The Israeli court charged Eichmann with 15 criminal counts including crimes against humanity and crimes against the Jewish people. On December 15, 1961, the court sentenced him to death and he was hanged on May 31, 1962.

The Little Red Dress

In his introduction of Justice Bach, the moderator showed a video segment from the trial showing an exchange between prosecutor Bach and a Hungarian woman, a victim of Eichmann’s ruthless persecution of the Jews. Bach talked then about the most emotional moment for him at the historic trial.

He recalled the testimony of a survivor whose family perished at a concentration camp. At the trial, Bach asked this man to recount his experiences.

“The man told me,” said Bach, “’When we arrived at the camp, Nazi soldiers ordered us into a single-file line. They then sorted us into two lines. I later learned that the people they sent to the right, soldiers marched directly into the gas chambers. Those on the left, they packed into the barracks destined for the work units’.”
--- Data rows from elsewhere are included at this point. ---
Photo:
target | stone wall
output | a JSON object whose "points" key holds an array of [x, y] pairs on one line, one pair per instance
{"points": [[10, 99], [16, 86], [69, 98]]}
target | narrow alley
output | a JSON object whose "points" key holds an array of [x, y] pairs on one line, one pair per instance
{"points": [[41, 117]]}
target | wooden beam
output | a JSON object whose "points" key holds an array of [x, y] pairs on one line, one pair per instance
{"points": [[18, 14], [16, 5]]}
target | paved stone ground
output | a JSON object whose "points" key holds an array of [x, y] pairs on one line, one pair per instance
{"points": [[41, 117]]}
“’I can clearly to this day remember the sounds and images. For my dear wife, they shouted, “To the right,” and my little two-and-a-half year old daughter, “To the right.” My young son asked the guard, “Where should I go?,” and the guard answered, “Okay, young man. You can go to the right with your sister and mother.” The guard asked me what was my profession, and I said I was an engineer. He demanded that I go to the left’.”
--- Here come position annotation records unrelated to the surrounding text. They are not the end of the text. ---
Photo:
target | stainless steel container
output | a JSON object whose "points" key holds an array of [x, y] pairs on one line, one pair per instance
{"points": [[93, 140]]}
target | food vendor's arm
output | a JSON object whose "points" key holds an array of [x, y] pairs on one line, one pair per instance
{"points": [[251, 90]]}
“’I watched my wife and my son fade into the distance and then swallowed up by the crowd, and the last image I can remember was seeing this tiny but bright red coat, the coat I bought my daughter, grow smaller and smaller into a mere dot and eventually evaporate into the distance. This is how my family disappeared from my life’.”

Upon hearing this at the trial, Bach could no longer speak, a lump gathering in his throat. Following an uncomfortable silence, the judge demanded Bach to continue questioning the witness.

To regain his composure, Bach began fiddling with his papers, but he could not find his voice for some time. Passing through his mind he fixed on his own two-and-a-half year old daughter, the daughter he had only recently given the gift of a bright red coat.

“From that time forward, I can be attending a sports event. I can be dining at a restaurant. I can be sitting outside, and suddenly I hear my heart beating loudly. And then I turn around, and I see a little girl or a little boy wearing a red coat.”

Steven Spielberg heard about this incident from the trial, and contacted Justice Bach for the details. He later incorporated this event into his film Schindler’s List, a movie filmed virtually in black and white – except for a scene where Schindler peers into a concentration camp and among the grittiness, the pain, and the sickness, sees a young girl wearing a bright red coat.

Sometime later in the film, he chances upon the coat again, though this time it is torn and filthy and the girl is nowhere to be seen. This becomes a critical moment in his emerging consciousness that moves Schindler to take action against the horrors around him.

The True Meaning of Family

In his preparation for the trial, Justice Bach read the autobiography of Rudolf Hoess, the commandant at Auschwitz-Birkenau concentration camps.

In the book, Hoess recounts a conversation he had with Adolf Eichmann who vehemently argued for the extermination of children first so that the Jewish people will never again repopulate Europe. Bach read this passage in Hoess’s book just before first meeting with Eichmann in his prison cell.

In Omaha, Bach recalled that when sitting just inches away from this man who played a leading role in the annihilation of European Jews, “It was difficult for me to keep a poker face at this particular point in time.”

As I sat listening in quiet respect for this incredible man, tears welling in my eyes, I thought once again about my family.

With moist eyes, I said to Justice Bach following his moving talk, “Thank you for bringing to justice the man responsible for ordering the death of members of my family. Thank you for bringing justice to the man responsible for ordering the death of members of the Jewish family.”

Without a further word, our eyes locked motionless in deep connection and profound comprehension. And I felt a sense of peace.